Daí ser descabida a invocação dessa disposição substantiva.
Acresce que o recorrente não alega, nem demonstra, em sede recursiva (ignorando-se o seu rendimento atual e encargos pessoais), que a quantia a retirar do seu vencimento o deixa em manifesta situação de vulnerabilidade económica, ou seja, fique privado do rendimento necessário para satisfazer as suas necessidades básicas e essenciais com um mínimo de dignidade, ou, dito de outro modo, ponha em causa a sua própria subsistência, tal como tem sido defendido pelo Tribunal Constitucional, em particular no seu Acórdão n.º 306/2005, de 8/6/2005, DR. N.º 150, Série II, págs. 11186 a 11190.
E perante a não demonstração de tais elementos, aceita-se, tendo em conta o valor em dívida, que o montante fixado (€50,00) é, tal como sublinha o Digno Magistrado do Ministério Público, “equitativo, justo e proporcional, tendo em conta não só o valor do vencimento do recorrente, mas também o valor em dívida”.
Em todo o caso, em sede de oposição ao despacho de determinou os mencionados descontos, sempre o recorrente poderá alegar e demonstrar que o valor do desconto efetuado é excessivo, face aos seus rendimentos e encargos, afetando a satisfação das suas necessidades básicas, o que seguramente será judicialmente apreciado e, em caso de discordância, poderá lançar mão da impugnação da decisão proferida.
Resumindo, improcede a apelação.
Vencido no recurso, suportará o apelante as custas respetivas, sem prejuízo do benefício do apoio judiciário - art.º 527.º/1 e 2 do C. P. Civil.
***
IV. Sumariando, nos termos do art.º 663.º/7 do C. P. C.
1. Os termos da regulação do exercício das responsabilidades parentais tem de ser cumprido, nos precisos termos acordados e homologado, nomeadamente no que respeita ao pagamento do montante da prestação de alimentos fixado, enquanto não for judicialmente alterada.

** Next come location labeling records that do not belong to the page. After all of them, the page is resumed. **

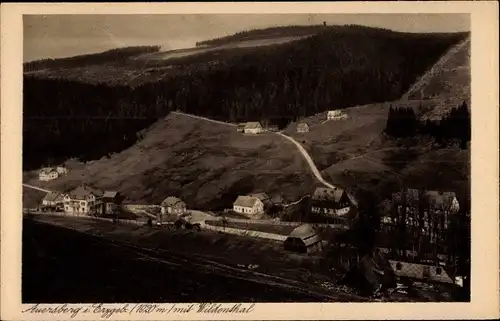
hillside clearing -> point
(205, 163)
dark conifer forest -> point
(343, 67)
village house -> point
(249, 205)
(424, 211)
(48, 174)
(173, 205)
(83, 200)
(253, 127)
(240, 128)
(111, 201)
(336, 114)
(61, 170)
(273, 128)
(303, 239)
(263, 197)
(302, 128)
(334, 202)
(53, 199)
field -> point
(268, 228)
(56, 269)
(230, 250)
(206, 164)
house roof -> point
(171, 201)
(416, 271)
(47, 170)
(303, 231)
(253, 125)
(245, 201)
(110, 194)
(52, 197)
(441, 200)
(83, 191)
(323, 193)
(302, 125)
(262, 196)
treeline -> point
(456, 125)
(254, 34)
(331, 70)
(83, 60)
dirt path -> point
(308, 159)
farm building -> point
(336, 115)
(241, 127)
(111, 200)
(420, 272)
(61, 170)
(273, 128)
(302, 128)
(331, 202)
(53, 199)
(173, 205)
(82, 200)
(253, 128)
(263, 197)
(48, 174)
(370, 274)
(303, 239)
(249, 205)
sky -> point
(57, 36)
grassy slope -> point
(449, 85)
(206, 164)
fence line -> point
(250, 233)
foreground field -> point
(92, 270)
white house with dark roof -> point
(263, 197)
(111, 201)
(53, 199)
(48, 174)
(336, 114)
(302, 127)
(253, 127)
(249, 205)
(83, 200)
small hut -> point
(303, 239)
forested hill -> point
(89, 59)
(335, 69)
(274, 32)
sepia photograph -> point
(245, 157)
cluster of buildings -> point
(51, 173)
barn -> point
(303, 239)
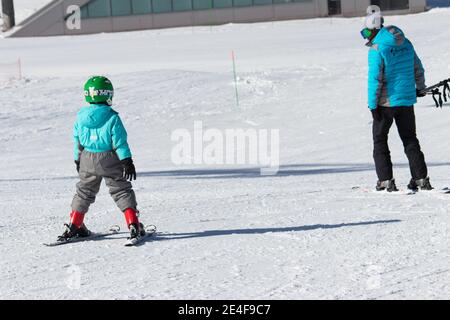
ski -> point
(149, 232)
(93, 235)
(384, 192)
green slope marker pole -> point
(235, 77)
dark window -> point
(256, 2)
(242, 3)
(223, 3)
(202, 4)
(99, 8)
(182, 5)
(121, 7)
(141, 6)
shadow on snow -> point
(215, 233)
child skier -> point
(396, 79)
(101, 151)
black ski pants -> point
(406, 125)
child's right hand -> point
(77, 163)
(129, 171)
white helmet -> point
(374, 19)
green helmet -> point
(99, 89)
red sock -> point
(76, 218)
(131, 216)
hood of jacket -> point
(95, 115)
(390, 36)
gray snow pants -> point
(93, 168)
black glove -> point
(129, 171)
(420, 93)
(376, 114)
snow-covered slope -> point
(227, 231)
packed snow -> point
(316, 230)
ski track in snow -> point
(225, 232)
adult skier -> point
(101, 152)
(396, 78)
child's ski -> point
(93, 235)
(149, 231)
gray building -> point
(124, 15)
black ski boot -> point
(422, 184)
(136, 231)
(388, 185)
(73, 231)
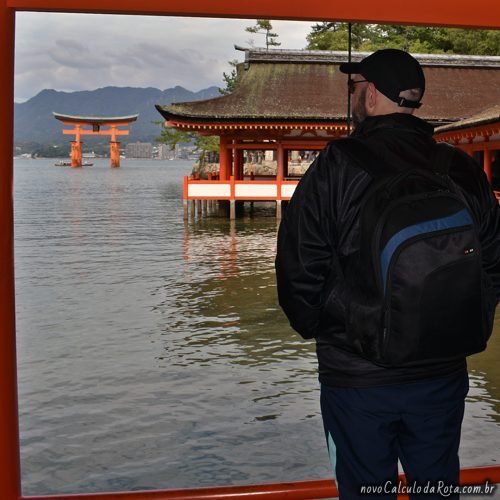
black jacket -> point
(320, 229)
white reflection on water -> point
(153, 353)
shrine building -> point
(296, 100)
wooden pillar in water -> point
(76, 153)
(114, 153)
(487, 164)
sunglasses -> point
(351, 85)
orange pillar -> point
(114, 147)
(281, 160)
(10, 482)
(76, 154)
(225, 159)
(239, 164)
(487, 164)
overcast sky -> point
(72, 52)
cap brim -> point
(350, 68)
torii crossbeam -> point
(96, 124)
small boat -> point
(65, 163)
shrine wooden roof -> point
(488, 116)
(307, 86)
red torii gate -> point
(78, 122)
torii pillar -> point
(78, 122)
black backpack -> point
(416, 291)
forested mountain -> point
(34, 122)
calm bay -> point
(152, 352)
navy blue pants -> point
(369, 429)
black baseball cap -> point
(391, 71)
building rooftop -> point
(298, 85)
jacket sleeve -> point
(490, 237)
(305, 249)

2. E caso se entenda, por circunstâncias supervenientes, que o devedor não pode continuar a suportar a prestação alimentar devida, nomeadamente por ficar desempregado e sem rendimentos ou sofrer uma substancial redução dos seus rendimentos por doença ou outro motivo, tem de lançar mão da respetiva alteração, nos termos do art.º 42.º do RGPTC.
3. A questão do princípio estabelecido no art.º 2004.º do C. Civil não se coloca no âmbito do incidente de incumprimento, suscitado ao abrigo do art.º 48.º do RGPTC, mas em sede de regulação do exercício das responsabilidades parentais ou sua alteração
4. O despacho judicial a ordenar o desconto no vencimento do requerido, ao abrigo da alínea b) do n.º1 e 2 do art.º 48.º do RGPTC, não tem de ser obrigatoriamente procedido de notificação ao requerido para dizer o que tiver por conveniente.

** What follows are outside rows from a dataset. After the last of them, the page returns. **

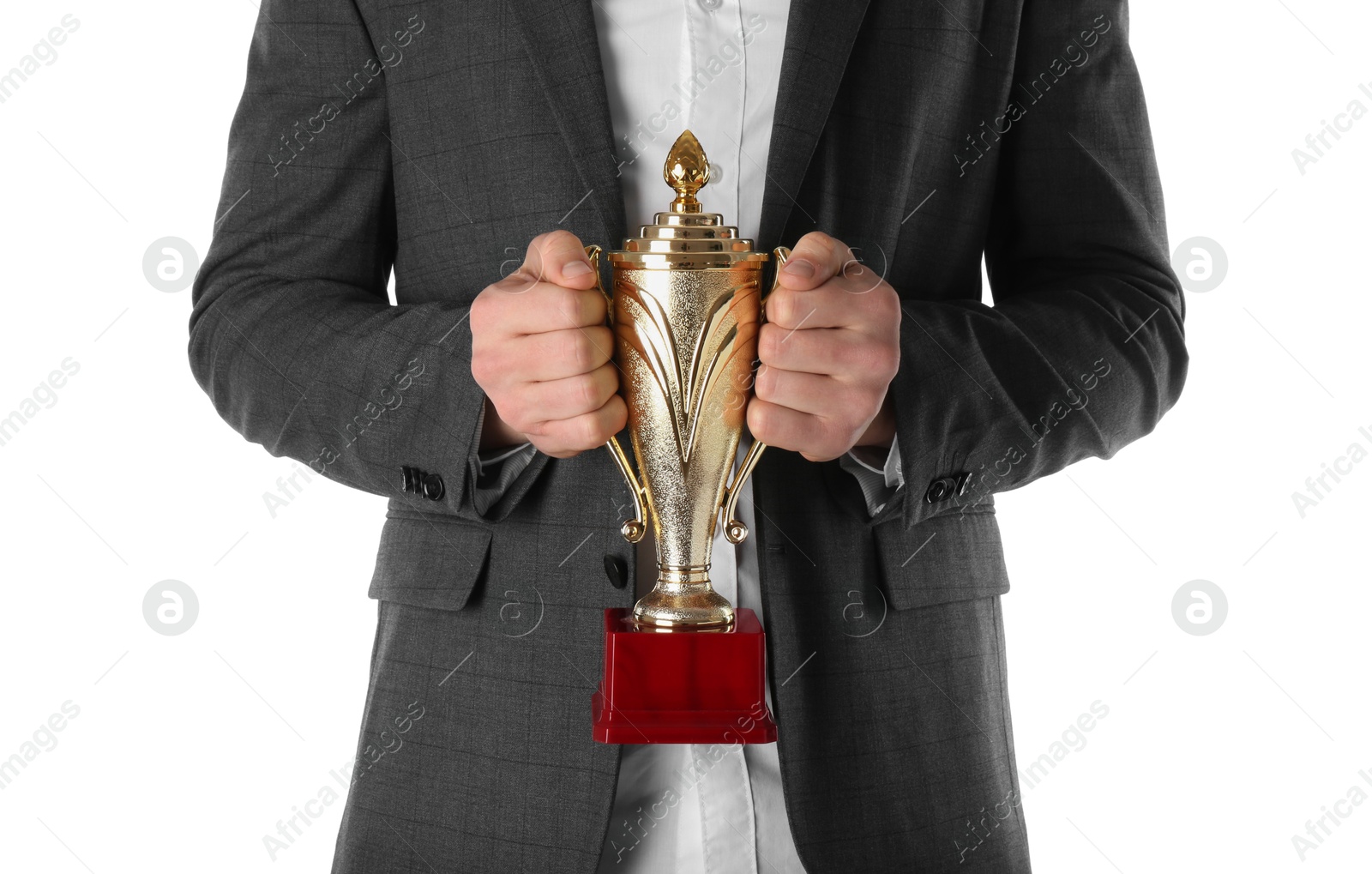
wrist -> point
(496, 434)
(882, 432)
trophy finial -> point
(686, 171)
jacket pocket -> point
(951, 558)
(429, 562)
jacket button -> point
(432, 486)
(946, 487)
(617, 571)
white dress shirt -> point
(711, 66)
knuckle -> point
(587, 391)
(765, 384)
(567, 302)
(580, 352)
(781, 306)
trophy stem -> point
(683, 600)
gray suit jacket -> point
(436, 140)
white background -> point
(189, 750)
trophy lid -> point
(685, 238)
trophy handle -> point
(631, 528)
(635, 527)
(593, 256)
(734, 530)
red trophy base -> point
(683, 686)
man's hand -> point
(542, 353)
(829, 352)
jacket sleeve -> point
(292, 332)
(1083, 350)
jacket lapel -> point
(563, 47)
(820, 36)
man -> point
(894, 146)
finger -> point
(827, 306)
(569, 437)
(813, 261)
(569, 397)
(786, 428)
(539, 308)
(560, 258)
(559, 354)
(804, 393)
(834, 352)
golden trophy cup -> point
(686, 308)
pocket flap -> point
(429, 562)
(951, 558)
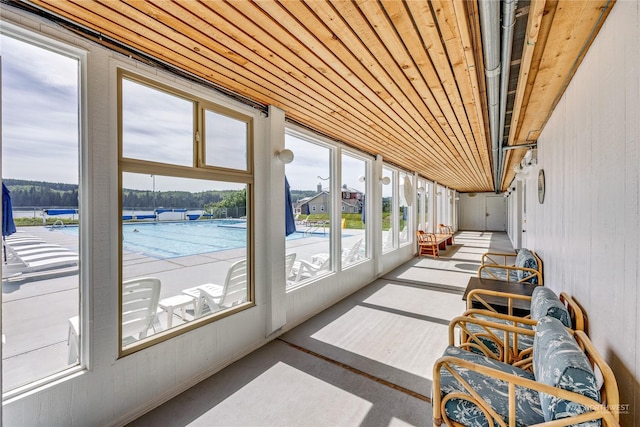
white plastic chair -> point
(304, 269)
(217, 297)
(139, 306)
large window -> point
(353, 191)
(40, 169)
(186, 180)
(405, 211)
(309, 176)
(389, 236)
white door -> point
(496, 213)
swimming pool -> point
(177, 239)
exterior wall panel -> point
(588, 227)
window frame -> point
(198, 170)
(84, 200)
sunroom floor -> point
(366, 361)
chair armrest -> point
(530, 273)
(475, 333)
(596, 409)
(498, 258)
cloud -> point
(40, 113)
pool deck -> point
(36, 310)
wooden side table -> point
(520, 307)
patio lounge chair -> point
(217, 297)
(349, 256)
(140, 299)
(304, 269)
(37, 256)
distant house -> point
(352, 201)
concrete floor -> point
(366, 361)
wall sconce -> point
(285, 156)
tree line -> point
(40, 194)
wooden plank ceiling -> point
(399, 78)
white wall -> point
(588, 227)
(473, 210)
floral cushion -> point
(526, 259)
(524, 341)
(544, 302)
(558, 361)
(528, 410)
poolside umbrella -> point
(8, 226)
(290, 222)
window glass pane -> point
(310, 182)
(156, 125)
(387, 210)
(406, 199)
(441, 207)
(428, 194)
(189, 237)
(40, 167)
(421, 199)
(354, 172)
(226, 141)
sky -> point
(39, 113)
(40, 129)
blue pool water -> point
(176, 239)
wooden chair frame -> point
(574, 309)
(427, 244)
(507, 344)
(607, 409)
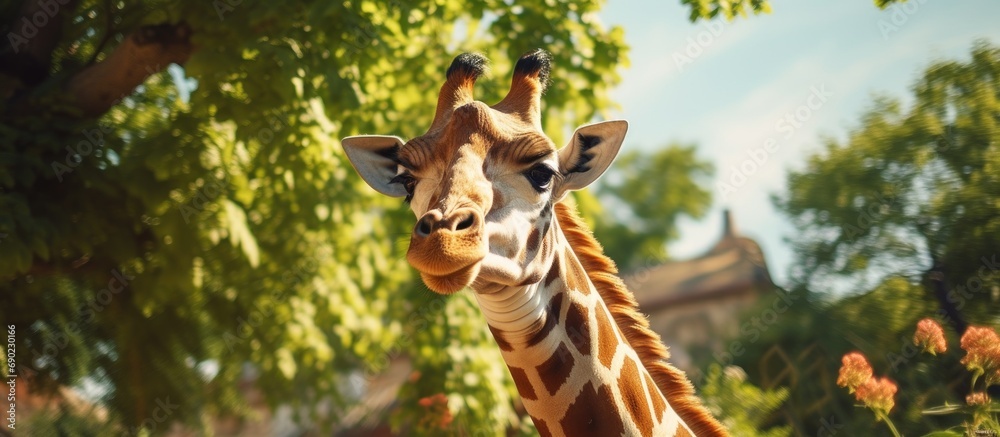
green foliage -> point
(643, 195)
(241, 230)
(742, 407)
(66, 423)
(903, 215)
(911, 192)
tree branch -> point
(145, 52)
(34, 33)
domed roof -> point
(735, 265)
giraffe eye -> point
(409, 184)
(540, 177)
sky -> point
(758, 95)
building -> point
(695, 305)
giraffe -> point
(487, 187)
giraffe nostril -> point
(466, 223)
(424, 227)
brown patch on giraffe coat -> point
(593, 413)
(501, 340)
(555, 371)
(553, 271)
(533, 239)
(542, 427)
(524, 387)
(672, 383)
(607, 343)
(551, 320)
(634, 397)
(659, 406)
(576, 278)
(578, 327)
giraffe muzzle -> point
(448, 244)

5. Tal procedimento não viola o princípio do contraditório, já que o requerido será sempre ouvido, após a efetivação dos descontos, podendo tomar posição sobre o requerimento do incidente suscitado pela requerente, nomeadamente impugnar o incumprimento, comprovando o pagamento voluntário no prazo acordado ou fixado judicialmente, ou seja, demonstrando inexistir fundamento legal para o desconto no vencimento.
***
V. Decisão
Pelo exposto, acordam os juízes deste Tribunal da Relação em julgar improcedente a apelação e manter a decisão recorrida.
Custas da apelação pelo recorrente.

Évora, 2018/01/25
Tomé Ramião
Francisco Xavier
Maria João Sousa e Faro
__________________________________________________
[1] É o seguinte o teor da norma: «todos têm direito a que uma causa em que intervenham seja objeto de decisão em prazo razoável e mediante processo equitativo».

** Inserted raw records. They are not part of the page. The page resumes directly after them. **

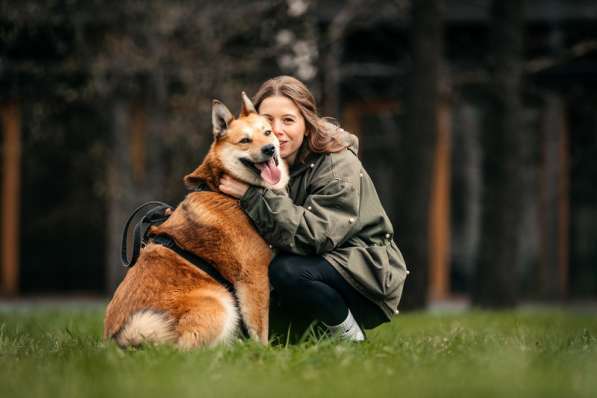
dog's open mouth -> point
(267, 170)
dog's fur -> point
(166, 299)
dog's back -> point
(166, 299)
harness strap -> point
(197, 261)
(156, 215)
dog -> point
(166, 299)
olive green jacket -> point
(331, 208)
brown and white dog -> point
(166, 299)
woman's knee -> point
(285, 271)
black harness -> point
(155, 214)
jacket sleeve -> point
(322, 223)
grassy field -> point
(59, 353)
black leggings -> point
(308, 289)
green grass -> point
(59, 353)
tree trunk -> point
(497, 274)
(11, 192)
(420, 139)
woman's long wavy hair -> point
(323, 136)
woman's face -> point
(287, 123)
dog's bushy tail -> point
(146, 327)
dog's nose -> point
(268, 149)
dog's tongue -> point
(269, 171)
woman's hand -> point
(233, 187)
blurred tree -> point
(421, 138)
(496, 279)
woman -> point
(336, 261)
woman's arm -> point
(326, 219)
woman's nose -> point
(277, 128)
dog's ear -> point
(247, 106)
(220, 118)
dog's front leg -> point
(253, 299)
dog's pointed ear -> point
(247, 106)
(221, 118)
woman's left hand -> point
(233, 187)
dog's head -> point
(245, 148)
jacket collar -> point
(303, 160)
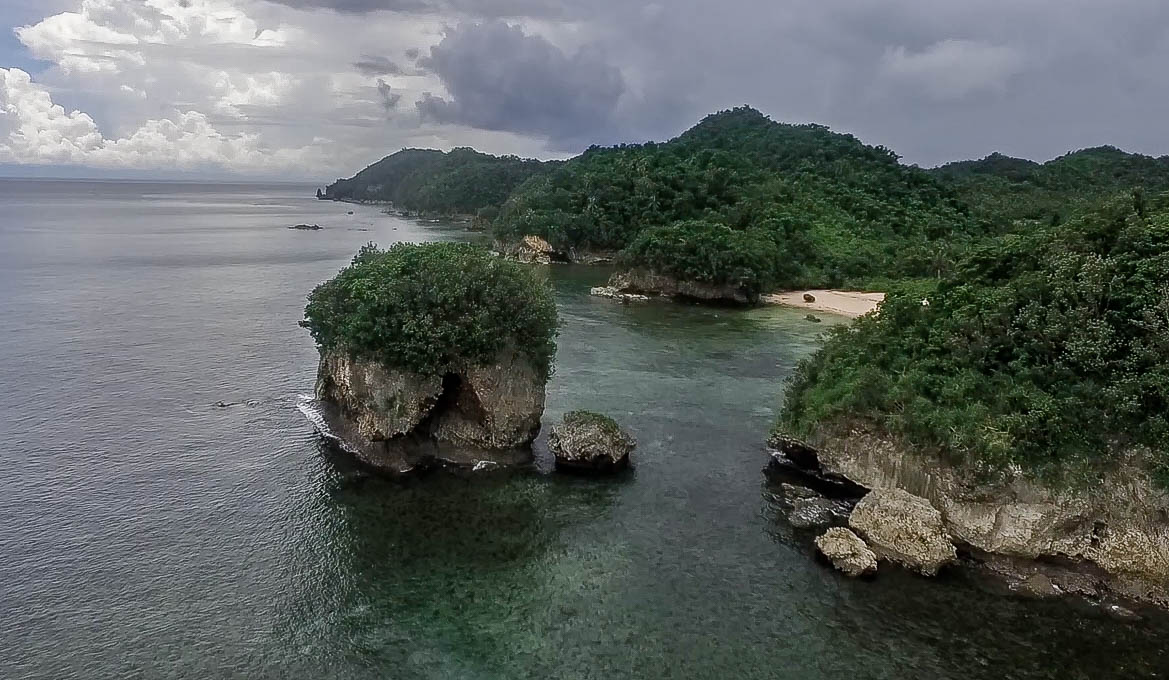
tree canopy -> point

[2] É o seguinte o teor da norma: «O juiz deve observar e fazer cumprir, ao longo de todo o processo, o princípio do contraditório, não lhe sendo lícito, salvo casos de manifesta desnecessidade, decidir questões de direito ou de facto, mesmo que de conhecimento oficioso, sem que as partes tenham tido a possibilidade de sobre elas se pronunciarem».
[3] ) Cfr. Tomé d’Almeida Ramião, “Regime Geral do Processo tutelar Cível”, 2.ª edição, pág. 191.